I'm going to be making a broad statement about people I see on a daily basis and the assumptions they make about my life. Quite frankly it's frustrating being made to feel like I'm this terrible person for the decisions I've made, not that they're even bad ones! Understanding that, you should just stop reading now. I'm an outcast. I might as well have leprosy. Stop following my blog. Don't bother trying to get in touch with me. I'm going to the far corners of the Earth so you never have to see me again.
Why do I say such things you ask? Because I married a New Yorker, obviously.
Let me break this down. I grew up in a small Italian town. I've tried to leave, but somehow ended back here. 'Never say never' as my mother constantly reminds me. I married Nick whom I met in college. He's from New York, where I (surprise surprise) went to college. Sure, living in New York wasn't out of the question, but job opportunities brought us to Jersey.
Here's the problem with this little Italian town of mine...no one leaves. Ever. It's like a black hole. You get sucked in and can't get out. Then to make matters worse the old timers of this town are extremely judgmental of "outsiders"; anyone not from Hammonton or anyone not full blooded Italian. (Sidebar: You think I'm joking but I had an elderly gentlemen berate me when he asked if I couldn't have children would I be upset and I responded with no we could always adopt. He then yelled 'WHY WOULD YOU DO THAT AND RUIN YOUR BLOOD LINE? Seriously, this is my life right now).
And then to top it all off everyone knows (or thinks they know) everyone else's business.
Look I'm not knocking those who live and stay there. It is a great town with a lot of heritage and a nice community. My grandfather was born and raised there as were my parents and myself and siblings. My gripe is the failure of so many to realize that there's a whole great big world out there waiting to be explored. The world does not revolve around Hammonton I'm sorry to break it to you.
Here is a legitimate conversation I had on the phone with one of these older residents who had called our agency as a perspective client:
What's your name again deary?
And your last name?
Which Bruno did you marry from town?
*playful laughter, I know where this is going* No my husband is from New York.
Oh, you're from New York?!
No, I'm from Hammonton, I work for family here. My husband is from New York.
Oh. *Long pause.*
Well with that last name you'd never know you didn't marry someone from Hammonton.
This is a conversation I have at least twice a month. If not more. I wish I could put into words the sound of that "oh". It's the kind of "oh" that suggests I should be ashamed of what I just told them. That I should feel guilty for my choices. It's like I've just disappointed my parents and there is nothing redeeming I can say after I've just made the previous statement.

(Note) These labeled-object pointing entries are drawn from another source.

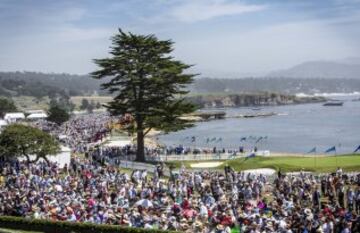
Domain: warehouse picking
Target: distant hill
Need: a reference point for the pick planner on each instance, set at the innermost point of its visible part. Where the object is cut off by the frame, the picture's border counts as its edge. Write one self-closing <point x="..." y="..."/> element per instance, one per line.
<point x="279" y="85"/>
<point x="41" y="84"/>
<point x="346" y="68"/>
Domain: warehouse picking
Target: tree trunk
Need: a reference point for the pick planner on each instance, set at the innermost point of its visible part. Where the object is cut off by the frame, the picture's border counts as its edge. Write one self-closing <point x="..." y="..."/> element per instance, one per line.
<point x="140" y="153"/>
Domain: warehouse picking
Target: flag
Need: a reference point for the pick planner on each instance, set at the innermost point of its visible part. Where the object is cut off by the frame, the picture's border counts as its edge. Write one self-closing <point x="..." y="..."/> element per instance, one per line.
<point x="259" y="139"/>
<point x="331" y="149"/>
<point x="252" y="155"/>
<point x="357" y="149"/>
<point x="313" y="150"/>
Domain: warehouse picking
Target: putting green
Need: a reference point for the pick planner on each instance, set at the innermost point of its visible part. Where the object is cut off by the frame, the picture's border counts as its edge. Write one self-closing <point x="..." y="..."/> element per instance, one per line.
<point x="293" y="163"/>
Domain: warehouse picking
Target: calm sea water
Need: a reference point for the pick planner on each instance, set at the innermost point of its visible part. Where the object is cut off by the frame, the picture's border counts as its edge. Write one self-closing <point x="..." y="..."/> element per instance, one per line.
<point x="297" y="129"/>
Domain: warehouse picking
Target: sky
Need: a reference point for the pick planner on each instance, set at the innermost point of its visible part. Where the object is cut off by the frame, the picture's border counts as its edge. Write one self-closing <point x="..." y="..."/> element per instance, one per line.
<point x="219" y="37"/>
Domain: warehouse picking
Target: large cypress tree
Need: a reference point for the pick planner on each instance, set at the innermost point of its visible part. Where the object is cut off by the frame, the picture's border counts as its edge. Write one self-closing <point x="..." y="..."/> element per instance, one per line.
<point x="147" y="83"/>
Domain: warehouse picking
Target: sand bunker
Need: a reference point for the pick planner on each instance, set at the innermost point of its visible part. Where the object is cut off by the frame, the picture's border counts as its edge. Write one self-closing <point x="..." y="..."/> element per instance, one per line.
<point x="206" y="165"/>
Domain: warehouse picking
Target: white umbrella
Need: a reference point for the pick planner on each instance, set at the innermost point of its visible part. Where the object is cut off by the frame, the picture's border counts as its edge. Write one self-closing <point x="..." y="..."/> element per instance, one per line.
<point x="144" y="203"/>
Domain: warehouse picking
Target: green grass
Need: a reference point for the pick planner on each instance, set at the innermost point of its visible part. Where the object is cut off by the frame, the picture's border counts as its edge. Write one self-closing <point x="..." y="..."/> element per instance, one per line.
<point x="289" y="164"/>
<point x="3" y="230"/>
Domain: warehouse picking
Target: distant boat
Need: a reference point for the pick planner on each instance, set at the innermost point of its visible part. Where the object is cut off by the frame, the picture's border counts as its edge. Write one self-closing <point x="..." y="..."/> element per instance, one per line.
<point x="333" y="103"/>
<point x="256" y="109"/>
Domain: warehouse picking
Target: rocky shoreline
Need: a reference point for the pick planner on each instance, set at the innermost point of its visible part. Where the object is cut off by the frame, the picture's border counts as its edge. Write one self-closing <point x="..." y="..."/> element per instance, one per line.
<point x="251" y="100"/>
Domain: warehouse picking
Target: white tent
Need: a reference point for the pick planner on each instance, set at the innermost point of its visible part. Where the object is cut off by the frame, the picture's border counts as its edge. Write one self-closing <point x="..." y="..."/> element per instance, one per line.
<point x="118" y="143"/>
<point x="14" y="116"/>
<point x="3" y="123"/>
<point x="36" y="116"/>
<point x="61" y="158"/>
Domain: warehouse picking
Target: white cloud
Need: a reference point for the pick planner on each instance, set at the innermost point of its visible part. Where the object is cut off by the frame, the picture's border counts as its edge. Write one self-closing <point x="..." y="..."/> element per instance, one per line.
<point x="199" y="10"/>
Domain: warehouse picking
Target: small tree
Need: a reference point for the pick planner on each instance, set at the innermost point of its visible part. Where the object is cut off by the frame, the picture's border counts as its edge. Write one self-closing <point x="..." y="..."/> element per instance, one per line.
<point x="148" y="84"/>
<point x="20" y="140"/>
<point x="6" y="105"/>
<point x="57" y="114"/>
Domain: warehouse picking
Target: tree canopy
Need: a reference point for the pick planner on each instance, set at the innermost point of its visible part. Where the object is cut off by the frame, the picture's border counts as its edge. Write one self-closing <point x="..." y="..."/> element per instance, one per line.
<point x="6" y="105"/>
<point x="18" y="140"/>
<point x="147" y="83"/>
<point x="57" y="114"/>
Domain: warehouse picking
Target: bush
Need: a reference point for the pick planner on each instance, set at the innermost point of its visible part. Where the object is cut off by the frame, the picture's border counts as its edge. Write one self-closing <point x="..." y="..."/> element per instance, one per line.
<point x="47" y="226"/>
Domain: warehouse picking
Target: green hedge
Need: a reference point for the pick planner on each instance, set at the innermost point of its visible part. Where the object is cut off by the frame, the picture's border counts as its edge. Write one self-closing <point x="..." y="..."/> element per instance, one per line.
<point x="46" y="226"/>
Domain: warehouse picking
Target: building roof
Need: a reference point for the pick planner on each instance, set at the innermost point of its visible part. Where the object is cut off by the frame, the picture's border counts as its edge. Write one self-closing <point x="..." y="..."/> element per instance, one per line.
<point x="36" y="116"/>
<point x="14" y="115"/>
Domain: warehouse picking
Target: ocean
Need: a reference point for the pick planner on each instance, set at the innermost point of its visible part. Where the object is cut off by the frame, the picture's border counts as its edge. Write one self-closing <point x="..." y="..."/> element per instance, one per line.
<point x="296" y="129"/>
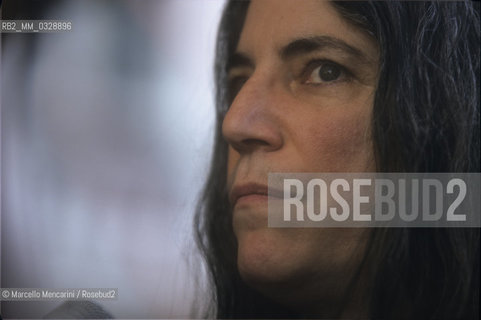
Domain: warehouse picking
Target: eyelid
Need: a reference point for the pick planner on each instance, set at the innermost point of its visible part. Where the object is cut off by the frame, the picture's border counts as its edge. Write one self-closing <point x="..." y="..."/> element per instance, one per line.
<point x="316" y="63"/>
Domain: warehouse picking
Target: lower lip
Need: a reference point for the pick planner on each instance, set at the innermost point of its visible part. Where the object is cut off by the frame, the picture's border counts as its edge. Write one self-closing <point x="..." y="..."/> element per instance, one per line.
<point x="252" y="199"/>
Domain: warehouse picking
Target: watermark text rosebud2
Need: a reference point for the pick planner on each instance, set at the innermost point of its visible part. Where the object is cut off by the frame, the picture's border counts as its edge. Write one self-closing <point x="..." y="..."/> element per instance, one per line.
<point x="374" y="200"/>
<point x="44" y="294"/>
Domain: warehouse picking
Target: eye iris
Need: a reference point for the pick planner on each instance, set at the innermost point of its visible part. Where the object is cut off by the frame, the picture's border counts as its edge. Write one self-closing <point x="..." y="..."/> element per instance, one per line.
<point x="329" y="72"/>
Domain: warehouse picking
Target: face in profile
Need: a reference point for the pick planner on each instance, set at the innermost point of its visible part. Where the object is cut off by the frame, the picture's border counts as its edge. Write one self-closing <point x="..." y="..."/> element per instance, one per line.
<point x="303" y="81"/>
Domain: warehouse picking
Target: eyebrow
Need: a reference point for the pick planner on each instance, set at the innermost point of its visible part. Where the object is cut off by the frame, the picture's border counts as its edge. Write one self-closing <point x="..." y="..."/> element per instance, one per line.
<point x="306" y="45"/>
<point x="302" y="46"/>
<point x="238" y="59"/>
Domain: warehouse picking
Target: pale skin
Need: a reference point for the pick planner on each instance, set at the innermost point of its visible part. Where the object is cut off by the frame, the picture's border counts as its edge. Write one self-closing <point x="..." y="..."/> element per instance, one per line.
<point x="306" y="80"/>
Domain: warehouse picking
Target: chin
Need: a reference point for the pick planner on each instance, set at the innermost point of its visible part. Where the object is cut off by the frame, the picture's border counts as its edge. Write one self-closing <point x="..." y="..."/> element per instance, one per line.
<point x="266" y="258"/>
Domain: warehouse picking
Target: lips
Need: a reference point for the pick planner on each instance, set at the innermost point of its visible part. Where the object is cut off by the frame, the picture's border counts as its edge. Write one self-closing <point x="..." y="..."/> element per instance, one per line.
<point x="250" y="191"/>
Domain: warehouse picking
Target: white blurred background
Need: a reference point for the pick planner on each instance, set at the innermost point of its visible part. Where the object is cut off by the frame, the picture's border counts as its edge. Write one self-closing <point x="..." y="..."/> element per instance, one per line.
<point x="107" y="133"/>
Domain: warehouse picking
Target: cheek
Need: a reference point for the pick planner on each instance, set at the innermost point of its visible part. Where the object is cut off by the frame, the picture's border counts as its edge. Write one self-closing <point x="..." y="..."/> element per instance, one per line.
<point x="232" y="161"/>
<point x="338" y="141"/>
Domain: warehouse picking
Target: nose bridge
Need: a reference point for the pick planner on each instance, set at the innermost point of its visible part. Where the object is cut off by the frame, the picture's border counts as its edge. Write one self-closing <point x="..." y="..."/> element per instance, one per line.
<point x="250" y="122"/>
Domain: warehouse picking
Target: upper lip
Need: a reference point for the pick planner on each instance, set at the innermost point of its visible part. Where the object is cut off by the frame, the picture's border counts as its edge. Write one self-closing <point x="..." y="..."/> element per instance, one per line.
<point x="242" y="190"/>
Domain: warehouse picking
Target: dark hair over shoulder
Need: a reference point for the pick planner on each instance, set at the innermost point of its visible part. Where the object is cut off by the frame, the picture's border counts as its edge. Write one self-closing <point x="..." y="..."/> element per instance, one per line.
<point x="426" y="119"/>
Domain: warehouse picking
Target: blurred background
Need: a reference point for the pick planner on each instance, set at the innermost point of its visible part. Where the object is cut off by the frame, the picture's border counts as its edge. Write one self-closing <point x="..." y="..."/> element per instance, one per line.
<point x="106" y="137"/>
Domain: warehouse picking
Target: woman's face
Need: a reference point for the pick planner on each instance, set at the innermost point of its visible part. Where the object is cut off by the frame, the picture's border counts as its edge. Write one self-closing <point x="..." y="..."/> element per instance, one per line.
<point x="303" y="81"/>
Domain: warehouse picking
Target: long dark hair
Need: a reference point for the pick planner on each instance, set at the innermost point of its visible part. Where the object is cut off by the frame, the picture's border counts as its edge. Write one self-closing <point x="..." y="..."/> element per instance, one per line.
<point x="426" y="119"/>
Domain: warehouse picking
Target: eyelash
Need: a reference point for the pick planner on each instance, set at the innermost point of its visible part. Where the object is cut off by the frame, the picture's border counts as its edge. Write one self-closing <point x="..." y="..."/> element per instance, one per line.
<point x="311" y="66"/>
<point x="236" y="83"/>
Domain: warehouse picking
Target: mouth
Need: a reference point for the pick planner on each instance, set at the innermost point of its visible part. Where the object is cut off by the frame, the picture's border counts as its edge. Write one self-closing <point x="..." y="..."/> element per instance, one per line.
<point x="251" y="193"/>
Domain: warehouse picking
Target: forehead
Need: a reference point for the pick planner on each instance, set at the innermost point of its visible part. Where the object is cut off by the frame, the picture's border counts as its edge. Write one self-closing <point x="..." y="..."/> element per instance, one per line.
<point x="270" y="24"/>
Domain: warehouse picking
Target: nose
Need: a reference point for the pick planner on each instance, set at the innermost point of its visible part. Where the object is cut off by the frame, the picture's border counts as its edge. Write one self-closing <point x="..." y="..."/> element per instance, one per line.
<point x="252" y="123"/>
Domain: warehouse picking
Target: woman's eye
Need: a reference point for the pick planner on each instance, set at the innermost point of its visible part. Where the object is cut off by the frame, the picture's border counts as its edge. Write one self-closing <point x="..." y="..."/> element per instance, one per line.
<point x="325" y="72"/>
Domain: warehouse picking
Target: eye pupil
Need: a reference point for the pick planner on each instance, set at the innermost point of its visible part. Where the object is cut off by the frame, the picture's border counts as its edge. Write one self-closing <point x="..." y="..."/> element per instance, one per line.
<point x="329" y="72"/>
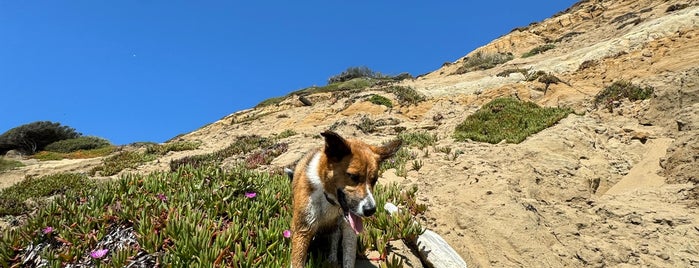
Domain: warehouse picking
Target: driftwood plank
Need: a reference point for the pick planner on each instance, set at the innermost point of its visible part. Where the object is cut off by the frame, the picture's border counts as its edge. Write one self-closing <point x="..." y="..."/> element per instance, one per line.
<point x="433" y="249"/>
<point x="436" y="252"/>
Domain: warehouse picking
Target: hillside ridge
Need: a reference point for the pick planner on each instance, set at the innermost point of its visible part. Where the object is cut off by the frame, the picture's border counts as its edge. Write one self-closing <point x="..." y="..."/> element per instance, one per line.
<point x="574" y="194"/>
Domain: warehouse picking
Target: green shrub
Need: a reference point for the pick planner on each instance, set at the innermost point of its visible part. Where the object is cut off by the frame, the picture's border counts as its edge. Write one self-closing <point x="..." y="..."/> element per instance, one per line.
<point x="507" y="72"/>
<point x="6" y="164"/>
<point x="79" y="154"/>
<point x="352" y="73"/>
<point x="380" y="100"/>
<point x="33" y="137"/>
<point x="123" y="160"/>
<point x="507" y="119"/>
<point x="12" y="199"/>
<point x="162" y="149"/>
<point x="421" y="139"/>
<point x="202" y="217"/>
<point x="405" y="95"/>
<point x="482" y="61"/>
<point x="79" y="143"/>
<point x="242" y="145"/>
<point x="538" y="50"/>
<point x="621" y="90"/>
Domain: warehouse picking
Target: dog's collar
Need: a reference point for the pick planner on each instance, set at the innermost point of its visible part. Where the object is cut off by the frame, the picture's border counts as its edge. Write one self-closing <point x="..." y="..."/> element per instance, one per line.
<point x="330" y="200"/>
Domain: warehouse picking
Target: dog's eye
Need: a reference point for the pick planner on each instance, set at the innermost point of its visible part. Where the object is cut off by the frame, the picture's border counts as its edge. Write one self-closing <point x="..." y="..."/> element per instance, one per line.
<point x="353" y="177"/>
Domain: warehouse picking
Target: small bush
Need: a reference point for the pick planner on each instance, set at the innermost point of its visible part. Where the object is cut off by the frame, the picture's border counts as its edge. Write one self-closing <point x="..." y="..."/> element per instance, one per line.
<point x="507" y="119"/>
<point x="587" y="65"/>
<point x="538" y="50"/>
<point x="286" y="133"/>
<point x="380" y="100"/>
<point x="421" y="139"/>
<point x="507" y="72"/>
<point x="481" y="61"/>
<point x="79" y="154"/>
<point x="676" y="7"/>
<point x="621" y="90"/>
<point x="162" y="149"/>
<point x="406" y="95"/>
<point x="352" y="73"/>
<point x="33" y="137"/>
<point x="6" y="164"/>
<point x="126" y="159"/>
<point x="79" y="143"/>
<point x="12" y="199"/>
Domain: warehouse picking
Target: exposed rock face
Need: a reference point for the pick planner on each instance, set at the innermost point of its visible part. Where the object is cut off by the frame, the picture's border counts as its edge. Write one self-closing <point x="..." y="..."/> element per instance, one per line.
<point x="597" y="189"/>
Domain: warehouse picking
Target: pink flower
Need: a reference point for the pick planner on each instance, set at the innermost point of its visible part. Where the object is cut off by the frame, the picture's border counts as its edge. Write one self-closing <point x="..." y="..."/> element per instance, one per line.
<point x="97" y="254"/>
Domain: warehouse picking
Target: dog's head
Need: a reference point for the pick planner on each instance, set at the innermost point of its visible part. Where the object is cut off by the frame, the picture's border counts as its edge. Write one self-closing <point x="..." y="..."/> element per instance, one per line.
<point x="352" y="172"/>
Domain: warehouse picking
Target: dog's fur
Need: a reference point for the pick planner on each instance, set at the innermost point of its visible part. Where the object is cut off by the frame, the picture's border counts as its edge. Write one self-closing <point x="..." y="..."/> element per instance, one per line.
<point x="332" y="188"/>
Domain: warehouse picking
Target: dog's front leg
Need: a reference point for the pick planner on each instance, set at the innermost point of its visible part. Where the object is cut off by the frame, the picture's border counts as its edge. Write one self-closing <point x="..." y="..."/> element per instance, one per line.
<point x="349" y="246"/>
<point x="300" y="240"/>
<point x="334" y="244"/>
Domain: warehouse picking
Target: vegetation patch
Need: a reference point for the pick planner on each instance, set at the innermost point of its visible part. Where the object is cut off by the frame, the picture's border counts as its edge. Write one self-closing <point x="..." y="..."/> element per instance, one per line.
<point x="622" y="90"/>
<point x="13" y="200"/>
<point x="538" y="50"/>
<point x="79" y="154"/>
<point x="205" y="217"/>
<point x="406" y="95"/>
<point x="420" y="139"/>
<point x="507" y="72"/>
<point x="242" y="145"/>
<point x="380" y="100"/>
<point x="6" y="164"/>
<point x="482" y="61"/>
<point x="507" y="119"/>
<point x="79" y="143"/>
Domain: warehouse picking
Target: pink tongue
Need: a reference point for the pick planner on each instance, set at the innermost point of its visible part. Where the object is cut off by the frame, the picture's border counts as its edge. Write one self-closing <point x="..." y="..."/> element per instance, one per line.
<point x="355" y="222"/>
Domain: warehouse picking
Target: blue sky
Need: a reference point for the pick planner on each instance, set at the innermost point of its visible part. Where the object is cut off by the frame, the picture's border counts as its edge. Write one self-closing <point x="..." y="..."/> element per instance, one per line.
<point x="133" y="71"/>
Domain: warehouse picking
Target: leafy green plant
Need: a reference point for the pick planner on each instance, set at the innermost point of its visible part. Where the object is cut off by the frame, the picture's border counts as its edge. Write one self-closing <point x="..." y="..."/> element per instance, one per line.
<point x="507" y="72"/>
<point x="286" y="133"/>
<point x="12" y="199"/>
<point x="79" y="143"/>
<point x="6" y="164"/>
<point x="203" y="217"/>
<point x="79" y="154"/>
<point x="507" y="119"/>
<point x="406" y="95"/>
<point x="123" y="160"/>
<point x="33" y="137"/>
<point x="420" y="139"/>
<point x="483" y="61"/>
<point x="398" y="162"/>
<point x="162" y="149"/>
<point x="538" y="50"/>
<point x="622" y="90"/>
<point x="380" y="100"/>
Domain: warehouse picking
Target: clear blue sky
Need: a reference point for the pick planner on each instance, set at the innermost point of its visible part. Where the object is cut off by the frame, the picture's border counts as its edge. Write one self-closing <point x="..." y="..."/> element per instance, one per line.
<point x="145" y="70"/>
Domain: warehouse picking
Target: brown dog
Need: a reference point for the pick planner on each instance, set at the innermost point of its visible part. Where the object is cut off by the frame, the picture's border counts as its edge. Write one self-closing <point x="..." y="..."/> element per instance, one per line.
<point x="332" y="189"/>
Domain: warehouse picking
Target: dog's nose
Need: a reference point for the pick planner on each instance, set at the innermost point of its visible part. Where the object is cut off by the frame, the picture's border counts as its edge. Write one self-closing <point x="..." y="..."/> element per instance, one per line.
<point x="369" y="210"/>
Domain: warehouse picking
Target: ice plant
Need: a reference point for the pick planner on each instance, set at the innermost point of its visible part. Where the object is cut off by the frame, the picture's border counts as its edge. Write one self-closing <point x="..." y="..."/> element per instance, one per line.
<point x="98" y="254"/>
<point x="47" y="230"/>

Lately it has gotten worse because we made the decision to not buy a home in Hammonton. The newest "oh" is when they ask where I live. The leading question is "Where in Hammonton do you live?" of which I reply "We don't." After they got over that initial shock it's onto where I live. I literally moved 13.1 miles (just a simple half marathon) away from my parents and this community. The follow up questions I'm always asked are if I like it out there, why do I live so far away, and am I okay?
Yes, I actually love it out here. I'm 10 minutes from any major store (Target, Loews, the movie theater) and there's a lot more to do. I live in a great neighborhood with the nicest neighbors and I'M FINE.
Alas, I cannot tell these clients how I truly feel (stop judging me I promise I didn't marry an alien and move to Mars!) I just smile and nod and let them react how they will. I'm comfortable with who I am and who I married. Doing business with me just because my last name is that of an 'outsider' does not mean you're getting any less service. Trust me.
As I said at the beginning it's just incredibly frustrating to have this same conversation all the time. I love traveling and seeing the world. And when people judge me for decisions I make like that I decided to move out of Hammonton and who I fell in love with because my square peg doesn't fit in their circle cookie cutter minds, it's downright annoying.
But I'll continue to just sit here, smile plastered on my face, and try to not let their comments bother me.